YOKOTA AIR BASE, Japan – During the height of Operation Tomodachi, Army Staff Sgt. Rakesha Wells pulled double duty for weeks.
Like many servicemembers in the wake of the March 11 earthquake and tsunami in Japan, Wells worked countless hours supporting the massive U.S. military relief effort. But she didn’t stop helping once her work day ended.
Wells, an official messenger for the Defense Courier Service, would then put in another eight hours with the Yokota Red Cross.
“I find joy from helping other people. It gives me energy,” said Wells. “You can be tired and still have a smile.
“We all have a responsibility to help one another,” said Wells, one of several troops and civilians recognized Wednesday night by the Yokota Red Cross.
As headquarters for Operation Tomodachi and a hub for aid delivery and the voluntary evacuation of military dependents, Yokota’s Red Cross provided crucial assistance to the military during the crises, base commander Col.

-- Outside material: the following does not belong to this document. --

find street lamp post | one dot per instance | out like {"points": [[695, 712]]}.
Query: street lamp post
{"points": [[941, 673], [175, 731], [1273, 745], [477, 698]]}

Otto Feather said during the event.
“You are proof positive that with good will and a sense of purpose you can achieve anything,” said Feather, himself a longtime Red Cross volunteer.
The Yokota chapter swelled with 433 volunteers — more than four times its regular crew of do-gooders — during March and April and clocked 8,800 hours of community service during that time, said station chief Mary Basiliere, one of two paid Red Cross staff at Yokota.
“It’s amazing the number of people who came out to help when many of them were going through so much themselves,” she said.
Volunteers began pouring into the venerable organization – chartered in the U.S. by Congress to assist the U.S. military – shortly after the earthquake struck.
Yokota Red Cross volunteers set up and ran a shelter for hundreds of airline passengers who were stranded at Yokota overnight after their commercial planes were diverted from landing at Narita International Airport after the earthquake struck.
They did the same thing for thousands of military dependents from nearby Camp Zama, Naval Air Facility Atsugi and Yokosuka Naval Base who transitioned through Yokota on evacuation flights out of Japan. They also cleaned temporary housing units for the 1,300 additional personnel who came to Yokota during Operation Tomodachi, ran a 24-hour canteen, helped evacuees with travel paperwork and organized a concert that raised $24,000 for relief efforts.
The Yokota Red Cross, like those at U.S. military bases elsewhere in Japan, confined its efforts to the base at the request of its Japanese Red Cross counterparts, officials said.
Still, the experience was powerful enough to move Air Force wife Cailee Dziamski to take on a tougher assignment with Red Cross when she returns to the U.S. soon.
She expects to deploy with a Red Cross team to the southern U.S. to assist with storm relief efforts from her hometown of Buffalo, N.Y., later this summer.
“Volunteering is intoxicating,” said Dziamski. “Just knowing that you helped one person is enough to keep you going for days.”